Their day actually gets cranking near sunrise.
As a crew, they convene at a central location. Once in place, they began a brisk round of calisthenics. The routine regularly includes exercises designed to emphasize stretching and conditioning while simultaneously helping get the early day’s competitive juices flowing throughout the body.
Following a five-minute session, they gather at a line drawn in the shore serving as both a starting and finishing spot. They embark on a designated distance beachfront back-and-forth run that comes complete with a recommended finishing time. They start with a jog, step up the pace and finish with a sprint.
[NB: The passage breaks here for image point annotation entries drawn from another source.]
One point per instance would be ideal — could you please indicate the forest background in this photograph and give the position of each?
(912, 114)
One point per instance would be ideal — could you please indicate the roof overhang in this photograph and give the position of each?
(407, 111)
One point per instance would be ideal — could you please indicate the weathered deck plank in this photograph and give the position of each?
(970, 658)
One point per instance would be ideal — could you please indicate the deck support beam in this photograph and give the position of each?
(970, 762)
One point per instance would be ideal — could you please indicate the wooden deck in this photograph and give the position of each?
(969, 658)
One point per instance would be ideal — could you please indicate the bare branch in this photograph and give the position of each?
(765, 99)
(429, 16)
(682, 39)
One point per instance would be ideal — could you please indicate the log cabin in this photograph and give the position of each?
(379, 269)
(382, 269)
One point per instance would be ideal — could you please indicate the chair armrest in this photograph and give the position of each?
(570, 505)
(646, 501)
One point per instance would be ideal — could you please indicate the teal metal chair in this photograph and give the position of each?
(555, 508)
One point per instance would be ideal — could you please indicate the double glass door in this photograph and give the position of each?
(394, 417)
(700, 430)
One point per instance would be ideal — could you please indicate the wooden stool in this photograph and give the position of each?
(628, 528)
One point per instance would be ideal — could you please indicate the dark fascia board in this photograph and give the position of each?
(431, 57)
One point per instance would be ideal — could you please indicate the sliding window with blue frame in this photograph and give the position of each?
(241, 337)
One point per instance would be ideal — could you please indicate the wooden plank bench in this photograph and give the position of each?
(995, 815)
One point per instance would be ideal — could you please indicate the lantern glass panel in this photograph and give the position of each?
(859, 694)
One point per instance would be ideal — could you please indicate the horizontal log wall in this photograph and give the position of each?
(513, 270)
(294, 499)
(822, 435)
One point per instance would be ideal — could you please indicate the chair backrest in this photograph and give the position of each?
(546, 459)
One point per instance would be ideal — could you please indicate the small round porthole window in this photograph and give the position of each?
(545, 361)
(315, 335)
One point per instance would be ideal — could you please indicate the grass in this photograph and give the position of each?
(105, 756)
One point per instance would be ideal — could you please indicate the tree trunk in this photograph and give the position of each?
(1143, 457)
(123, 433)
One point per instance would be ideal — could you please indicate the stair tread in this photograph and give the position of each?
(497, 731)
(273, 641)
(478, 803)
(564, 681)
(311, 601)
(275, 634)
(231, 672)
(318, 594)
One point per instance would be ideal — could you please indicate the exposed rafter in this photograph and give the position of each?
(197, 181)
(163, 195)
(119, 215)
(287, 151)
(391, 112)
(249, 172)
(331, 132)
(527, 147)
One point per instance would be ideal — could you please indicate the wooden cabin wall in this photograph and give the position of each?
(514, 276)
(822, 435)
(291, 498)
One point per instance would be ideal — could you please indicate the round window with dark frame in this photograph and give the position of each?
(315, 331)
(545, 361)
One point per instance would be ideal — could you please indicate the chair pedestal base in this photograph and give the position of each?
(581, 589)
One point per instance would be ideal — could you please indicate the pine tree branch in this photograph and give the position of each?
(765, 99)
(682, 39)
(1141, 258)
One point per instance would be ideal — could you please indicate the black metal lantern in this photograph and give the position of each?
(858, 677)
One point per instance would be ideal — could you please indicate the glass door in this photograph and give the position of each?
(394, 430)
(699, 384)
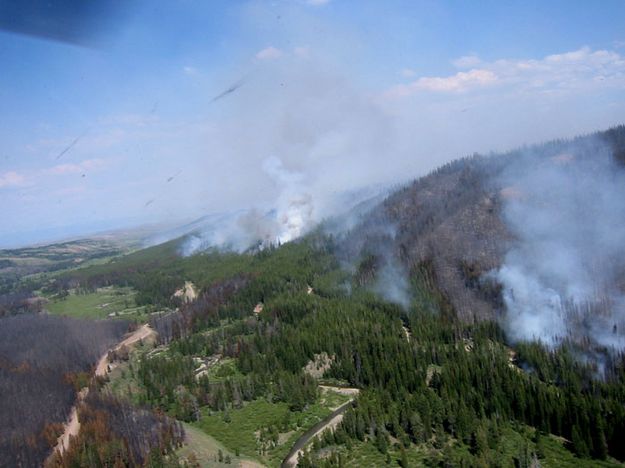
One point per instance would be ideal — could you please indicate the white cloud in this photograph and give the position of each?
(553, 74)
(461, 81)
(11, 179)
(269, 53)
(467, 61)
(302, 51)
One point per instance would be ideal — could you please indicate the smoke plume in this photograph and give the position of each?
(563, 277)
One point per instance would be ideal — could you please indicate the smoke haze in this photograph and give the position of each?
(563, 277)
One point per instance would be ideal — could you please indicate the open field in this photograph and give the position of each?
(242, 432)
(104, 303)
(204, 449)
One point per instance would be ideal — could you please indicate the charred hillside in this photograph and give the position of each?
(450, 225)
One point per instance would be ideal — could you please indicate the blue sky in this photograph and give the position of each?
(342, 94)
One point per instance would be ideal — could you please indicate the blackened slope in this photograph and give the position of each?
(450, 222)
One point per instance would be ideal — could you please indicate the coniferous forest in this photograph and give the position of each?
(276, 339)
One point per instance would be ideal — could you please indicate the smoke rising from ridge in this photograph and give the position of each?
(564, 275)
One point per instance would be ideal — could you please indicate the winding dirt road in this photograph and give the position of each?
(330, 422)
(72, 427)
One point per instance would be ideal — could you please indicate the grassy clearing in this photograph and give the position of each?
(104, 303)
(204, 449)
(241, 433)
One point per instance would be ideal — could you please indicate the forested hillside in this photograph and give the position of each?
(451, 222)
(398, 314)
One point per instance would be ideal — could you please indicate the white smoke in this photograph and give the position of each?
(294, 204)
(563, 277)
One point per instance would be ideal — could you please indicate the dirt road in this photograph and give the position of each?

After catching a quick breather, they each grab hold of their personal orange-colored and oblong-shaped buoy and head toward the ocean. They battle the waves and fight the incoming current to complete a required distance swim. They must reach a certain destination usually indicated by a permanent marker and then turn right around and head back to shore. Again, the course is expected to be completed within a certain amount of time.
Then, and only then, do they regroup to receive the rest of their shift’s assignments. They are informed of that day’s perches for their watches. From there, hopefully, it’s a day of sitting around and doing absolutely nothing.
So it goes in the daily schedule of a beach lifeguard.
“Yes,’’ admitted Ron, unwilling to reveal his last name but receptive to taking a short break from his duty just to talk to a tourist, “it’s kind of a thankless job. We put in a lot of work even before the day begins for a lot of beachgoers and the swimmers hit the beach. I guess it makes them feel a little bit at ease knowing that we’re here and watching what goes on. “
Ron hopes that watching is all he does. He admits to being confronted about a number of issues. He’s often asked about the weather forecast, concerns over sunbathing, directions to some favorite restaurants and for his cell phone number. He’s been confronted over minor beachfront disputes between neighboring sunbathers, about the size of canopies that are and are not allowed on the beach, whether he prefers bottled water over flavored drinks and if spray-on or rub-on protective sunscreen is best for the body.
To date, though, he has yet to experience a serious situation.
“We’ve had some folks feel like they have gotten too hot,’’ s Rob. “And I’ve seen some severe sunburn on some bodies that aren’t used to the kind of exposure they get out on the beach. Other than that, though, it’s been a kind of quiet summer. I hope it stays that way.”
That’s not to say that he is not prepared. All lifeguards are required to be adept swimmers and possess a healthy amount of medical-related knowledge in case they are needed to treat more serious injuries.
Naturally, from the perches on the white-colored stands that dot the Grand Strand, the lifeguards can keep constant watch on the ever-changing current conditions, swimmers that might wander too far from shore and are trained to detect anything whatsoever in the water that might even resemble an ocean life form patrolling the territory.
“I’ve never spotted a shark anywhere around here,’’ stressed Ron. “I hope I never do. A good day on the job means I never have to leave this chair.”